DSS never automatically removes old models trained in previous sessions, as the user may elect to deploy or compare any of the previous versions at any time.

Most of the data in sessions is cleared when the user deletes models or sessions from the DSS UI. In addition, the whole folder of the ML Task (including sessions) is removed when the user deletes a MLTask (or its containing visual analysis) from the DSS UI.

splits

If you use the Python (in-memory) machine learning model, the splits folder contains the train and test splits data, which can become big.

DSS does not automatically remove old splits data, as the user may want to reuse them at a later time by reusing train/test split settings with the same configuration. The whole folder of the ML Task (including splits) is removed when the user deletes a MLTask (or its containing visual analysis) from the DSS UI.

It is possible to manually remove old CSV files in each splits folder, but you will lose some of the ability to compare exactly models since they won’t be based on the same splits. In addition, you might lose the Predicted Data and Charts screens

Temporary files

  • Location in data dir: tmp

  • Kind of data: temporary data

  • Include in backups: No

The tmp folder contains various temporary data. Most of it is automatically cleared as needed. Cleanup is not generally required.

Manual cleanup

This folder can be cleared (i.e. remove all the files within the folder, but not the folder itself) while DSS is not running.

./bin/dss stop
rm -rf tmp/*
./bin/dss start

Warning

Removing tmp or altering its content while DSS is running may render DSS inoperative

Caches

  • Location in data dir: caches

  • Kind of data: cached data

  • Include in backups: No

The cache contains precomputed data, used notably for the Explore and Charts features. This folder can be cleared (i.e. remove all the files within the folder, but not the folder itself) while DSS is not running.

Manual cleanup

Removing data from the caches folder can lead to increased display time for Explore and Charts the first time they are used after the removal.

./bin/dss stop
rm -rf caches/*
./bin/dss start

Exports

  • Location in data dir: exports

  • Kind of data: temporary data

  • Include in backups: As desired

The exports folder contains download files for exports made by users

There is one subfolder of exports per stored export data.

Manual cleanup

You can remove old subfolders within this folder. Removing them will make the exports not available anymore for download by users

On Dataiku Cloud

On Dataiku Cloud, the total disk space of your Dataiku instances (all nodes) is limited to 500 GB (this limit applies to Discover, Business and Enterprise editions).

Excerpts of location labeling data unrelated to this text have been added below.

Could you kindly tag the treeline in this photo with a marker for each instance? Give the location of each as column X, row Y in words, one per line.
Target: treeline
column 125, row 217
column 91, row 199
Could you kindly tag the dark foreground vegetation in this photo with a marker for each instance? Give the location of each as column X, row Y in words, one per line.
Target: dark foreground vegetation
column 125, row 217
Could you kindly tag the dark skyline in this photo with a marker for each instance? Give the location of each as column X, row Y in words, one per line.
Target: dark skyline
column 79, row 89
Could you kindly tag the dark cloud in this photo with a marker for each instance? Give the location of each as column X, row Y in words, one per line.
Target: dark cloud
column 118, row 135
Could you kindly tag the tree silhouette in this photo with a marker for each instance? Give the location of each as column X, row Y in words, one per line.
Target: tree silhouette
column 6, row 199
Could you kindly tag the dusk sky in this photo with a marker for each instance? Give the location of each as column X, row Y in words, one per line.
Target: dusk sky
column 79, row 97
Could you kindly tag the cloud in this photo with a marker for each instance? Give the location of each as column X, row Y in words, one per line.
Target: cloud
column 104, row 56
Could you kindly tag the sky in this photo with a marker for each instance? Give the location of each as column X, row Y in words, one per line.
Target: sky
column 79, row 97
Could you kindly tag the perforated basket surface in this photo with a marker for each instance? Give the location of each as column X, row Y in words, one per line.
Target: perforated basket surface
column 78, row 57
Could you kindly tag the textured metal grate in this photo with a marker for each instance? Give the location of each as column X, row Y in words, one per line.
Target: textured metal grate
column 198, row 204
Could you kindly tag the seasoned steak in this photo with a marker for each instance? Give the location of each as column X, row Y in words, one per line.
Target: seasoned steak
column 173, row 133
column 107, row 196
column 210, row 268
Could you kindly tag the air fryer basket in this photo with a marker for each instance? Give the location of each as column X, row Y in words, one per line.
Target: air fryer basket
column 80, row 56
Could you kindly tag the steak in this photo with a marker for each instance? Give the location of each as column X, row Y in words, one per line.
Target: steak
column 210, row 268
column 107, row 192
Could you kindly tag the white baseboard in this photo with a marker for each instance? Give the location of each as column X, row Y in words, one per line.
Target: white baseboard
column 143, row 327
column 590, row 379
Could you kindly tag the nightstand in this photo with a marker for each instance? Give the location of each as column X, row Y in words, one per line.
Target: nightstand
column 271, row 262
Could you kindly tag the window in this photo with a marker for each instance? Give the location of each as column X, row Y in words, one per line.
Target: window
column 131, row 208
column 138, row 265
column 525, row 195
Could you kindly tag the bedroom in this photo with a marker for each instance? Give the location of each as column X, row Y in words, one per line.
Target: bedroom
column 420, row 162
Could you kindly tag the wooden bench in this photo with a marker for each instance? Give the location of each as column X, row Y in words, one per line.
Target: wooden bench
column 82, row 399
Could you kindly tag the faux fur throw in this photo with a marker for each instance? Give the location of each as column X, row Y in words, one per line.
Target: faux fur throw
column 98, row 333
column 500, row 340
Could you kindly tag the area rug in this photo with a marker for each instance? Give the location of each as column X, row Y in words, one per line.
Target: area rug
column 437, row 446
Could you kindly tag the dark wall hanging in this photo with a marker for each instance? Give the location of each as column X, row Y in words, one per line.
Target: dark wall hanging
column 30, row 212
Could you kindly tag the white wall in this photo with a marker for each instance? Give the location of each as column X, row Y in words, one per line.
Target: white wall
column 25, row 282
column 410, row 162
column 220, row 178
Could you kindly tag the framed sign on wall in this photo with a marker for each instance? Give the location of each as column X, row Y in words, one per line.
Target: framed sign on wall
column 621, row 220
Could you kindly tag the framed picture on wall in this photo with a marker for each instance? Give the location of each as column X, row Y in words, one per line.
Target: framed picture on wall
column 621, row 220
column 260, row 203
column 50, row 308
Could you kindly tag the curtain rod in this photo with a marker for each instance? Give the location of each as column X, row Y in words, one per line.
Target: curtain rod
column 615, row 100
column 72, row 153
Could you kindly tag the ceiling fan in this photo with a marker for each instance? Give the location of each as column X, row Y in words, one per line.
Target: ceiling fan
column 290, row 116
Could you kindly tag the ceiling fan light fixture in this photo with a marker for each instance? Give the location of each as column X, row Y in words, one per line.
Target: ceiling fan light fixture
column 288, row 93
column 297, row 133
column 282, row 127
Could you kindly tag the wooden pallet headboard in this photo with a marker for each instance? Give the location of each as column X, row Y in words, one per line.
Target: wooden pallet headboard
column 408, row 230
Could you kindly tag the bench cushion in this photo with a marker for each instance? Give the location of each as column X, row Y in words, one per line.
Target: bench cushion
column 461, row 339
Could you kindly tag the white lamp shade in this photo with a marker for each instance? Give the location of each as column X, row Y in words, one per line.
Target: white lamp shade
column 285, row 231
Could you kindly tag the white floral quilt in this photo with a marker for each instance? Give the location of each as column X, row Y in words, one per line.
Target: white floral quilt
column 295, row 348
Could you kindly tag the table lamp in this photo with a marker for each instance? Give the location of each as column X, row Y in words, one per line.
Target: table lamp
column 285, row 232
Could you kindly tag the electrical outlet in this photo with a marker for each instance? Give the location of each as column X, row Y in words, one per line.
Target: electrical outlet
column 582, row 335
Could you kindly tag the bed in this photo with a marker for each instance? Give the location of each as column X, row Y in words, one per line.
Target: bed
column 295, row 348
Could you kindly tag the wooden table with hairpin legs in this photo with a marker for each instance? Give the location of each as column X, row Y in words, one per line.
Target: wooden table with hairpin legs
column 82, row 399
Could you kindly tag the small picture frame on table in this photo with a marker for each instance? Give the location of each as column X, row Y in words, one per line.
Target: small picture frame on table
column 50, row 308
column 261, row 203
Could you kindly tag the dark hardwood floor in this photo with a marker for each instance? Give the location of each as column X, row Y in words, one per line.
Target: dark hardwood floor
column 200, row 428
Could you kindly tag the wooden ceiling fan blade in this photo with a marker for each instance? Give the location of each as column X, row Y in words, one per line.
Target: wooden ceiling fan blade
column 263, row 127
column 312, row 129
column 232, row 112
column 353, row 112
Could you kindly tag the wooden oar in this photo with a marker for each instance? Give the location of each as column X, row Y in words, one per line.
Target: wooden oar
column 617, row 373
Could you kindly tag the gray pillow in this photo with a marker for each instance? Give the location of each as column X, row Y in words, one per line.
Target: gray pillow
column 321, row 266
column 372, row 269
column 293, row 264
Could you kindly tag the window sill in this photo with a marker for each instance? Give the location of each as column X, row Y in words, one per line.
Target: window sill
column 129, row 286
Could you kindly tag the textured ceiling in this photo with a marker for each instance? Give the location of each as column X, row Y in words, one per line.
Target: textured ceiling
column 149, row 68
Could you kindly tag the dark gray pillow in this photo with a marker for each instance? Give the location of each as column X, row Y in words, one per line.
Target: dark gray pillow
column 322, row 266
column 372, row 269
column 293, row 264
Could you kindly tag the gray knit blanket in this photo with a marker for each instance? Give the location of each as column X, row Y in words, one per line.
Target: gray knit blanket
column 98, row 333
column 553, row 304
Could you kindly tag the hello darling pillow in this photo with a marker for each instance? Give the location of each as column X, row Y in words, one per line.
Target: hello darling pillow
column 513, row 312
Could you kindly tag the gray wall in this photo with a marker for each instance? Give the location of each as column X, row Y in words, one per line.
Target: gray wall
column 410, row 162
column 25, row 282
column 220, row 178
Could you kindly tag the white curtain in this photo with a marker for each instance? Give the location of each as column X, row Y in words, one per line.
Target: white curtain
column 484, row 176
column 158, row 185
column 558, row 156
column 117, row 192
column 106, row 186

The following could be taking up disk space in the Dataiku instance data directory and can be cleared within Dataiku or the Launchpad by any user with permissions on the project or item:

  • Code environments (you can delete unused code environments in the Launchpad or rationalize duplicate ones)

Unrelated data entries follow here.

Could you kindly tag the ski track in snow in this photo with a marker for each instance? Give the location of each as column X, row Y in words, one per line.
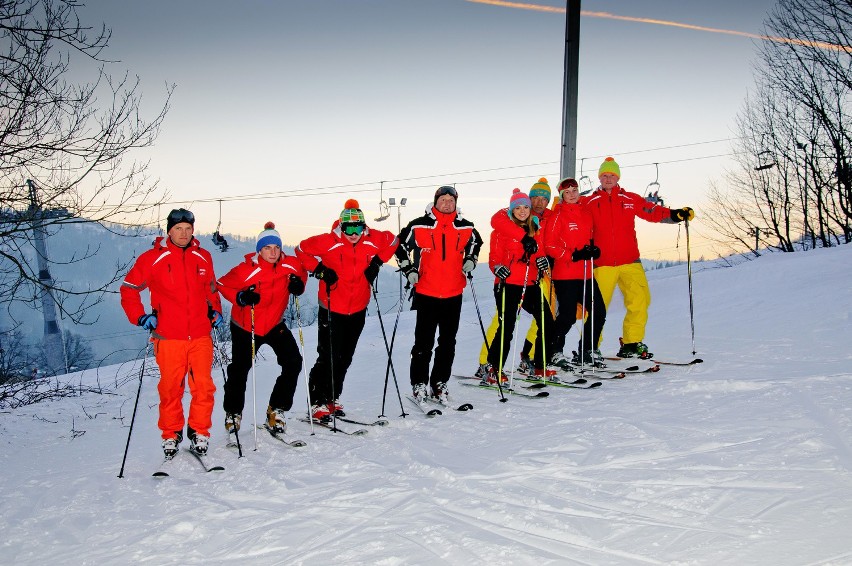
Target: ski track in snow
column 743, row 459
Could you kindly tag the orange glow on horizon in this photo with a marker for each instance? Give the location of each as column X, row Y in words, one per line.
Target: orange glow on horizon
column 607, row 15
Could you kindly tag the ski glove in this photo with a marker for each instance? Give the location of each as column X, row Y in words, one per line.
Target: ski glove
column 589, row 251
column 502, row 272
column 530, row 245
column 681, row 214
column 326, row 274
column 469, row 264
column 248, row 297
column 147, row 321
column 216, row 318
column 296, row 286
column 372, row 270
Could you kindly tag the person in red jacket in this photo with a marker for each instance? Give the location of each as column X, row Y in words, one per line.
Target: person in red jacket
column 614, row 213
column 436, row 253
column 262, row 285
column 516, row 263
column 184, row 305
column 346, row 261
column 569, row 242
column 539, row 198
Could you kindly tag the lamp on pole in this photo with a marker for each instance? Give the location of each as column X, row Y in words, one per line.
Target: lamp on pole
column 392, row 204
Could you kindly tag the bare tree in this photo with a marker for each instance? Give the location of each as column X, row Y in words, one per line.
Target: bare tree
column 71, row 139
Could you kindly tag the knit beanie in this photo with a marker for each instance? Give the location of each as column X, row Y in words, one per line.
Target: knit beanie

  • Analysis models, ie Visual Analyses, including ML Models (from the UI in the relevant projects, the user with project access can delete Visual analyses no longer needed)

  • Saved Models: When a machine learning model is deployed from an ML Task onto the Flow of a project, a copy of the data for this saved model is made in the data directory. Each time the saved model is retrained by running it from the Flow, a new version of the saved model is made, and a new copy of the model data is kept. The size of a saved model version is highly dependent on the algorithm and characteristics of the data, and can range from hundreds of kilobytes to gigabytes. Dataiku never automatically removes old versions of saved models, as the user may elect to revert to a previous version at any time (for example if he notices that the newer version does not perform as expected). Old versions can be removed by the user from the UI of a saved model.

Note

Note that this 500 GB limit can be lifted upon motivated customer request.